Kim bilir… Belki yarın. Belki yarından da yakın.
Bir Kayhan Hikâyesiyle Bitirelim:
Kayhan Türkmenoğlu, seçim çalışmaları kapsamında Van’da köyleri gezerken mikrofonu eline alır, yüksekçe bir taşın üstüne çıkar ve bağırır:
“Değerli vatandaşlar! Sessiz bir devrim yaşıyoruz! Hizmetlerimiz gözle görünmese de yürekten hissediliyor!”
Kalabalığın arasında duran yaşlı bir köylü seslenir:
“Hizmet gözle görünmüyor diyorsun; kim o hizmeti görmüş, anlatsın da biz de bilelim.”

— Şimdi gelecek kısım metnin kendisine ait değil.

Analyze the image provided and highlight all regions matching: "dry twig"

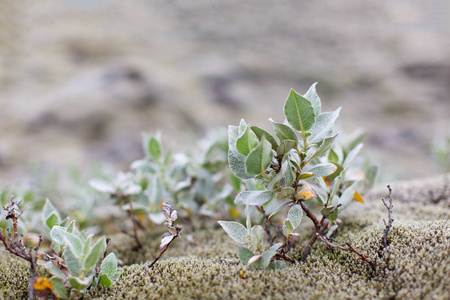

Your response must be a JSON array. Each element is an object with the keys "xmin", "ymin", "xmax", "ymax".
[{"xmin": 380, "ymin": 185, "xmax": 394, "ymax": 253}]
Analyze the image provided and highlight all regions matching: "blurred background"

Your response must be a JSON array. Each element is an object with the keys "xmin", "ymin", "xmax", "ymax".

Türkmenoğlu bozuntuya vermez, devam eder:
“Yollar yaptık, altyapı getirdik, ekonomiyi uçurduk!”
Yaşlı köylü cevap verir:
“Bizim yolumuz 30 yıllık yol. Su borusu hâlâ teneke. Ekonomi mi? Evin oğlu geçen hafta tavuk alacaktı, fiyatı görünce horoz taklidi yapıp almaktan vazgeçti!”
Türkmenoğlu der:
“Ama bu bir sessiz devrim! Belki duymuyorsunuz ama hissediyorsunuzdur!”
Köylü derin bir iç çeker:
“Devrim olsaydı çoktan görülürdü. Sizin sözünü ettiğiniz devrimin fısıltısı bile duyulmadı.
O yüzden biz buna devrim değil, reklam deriz.”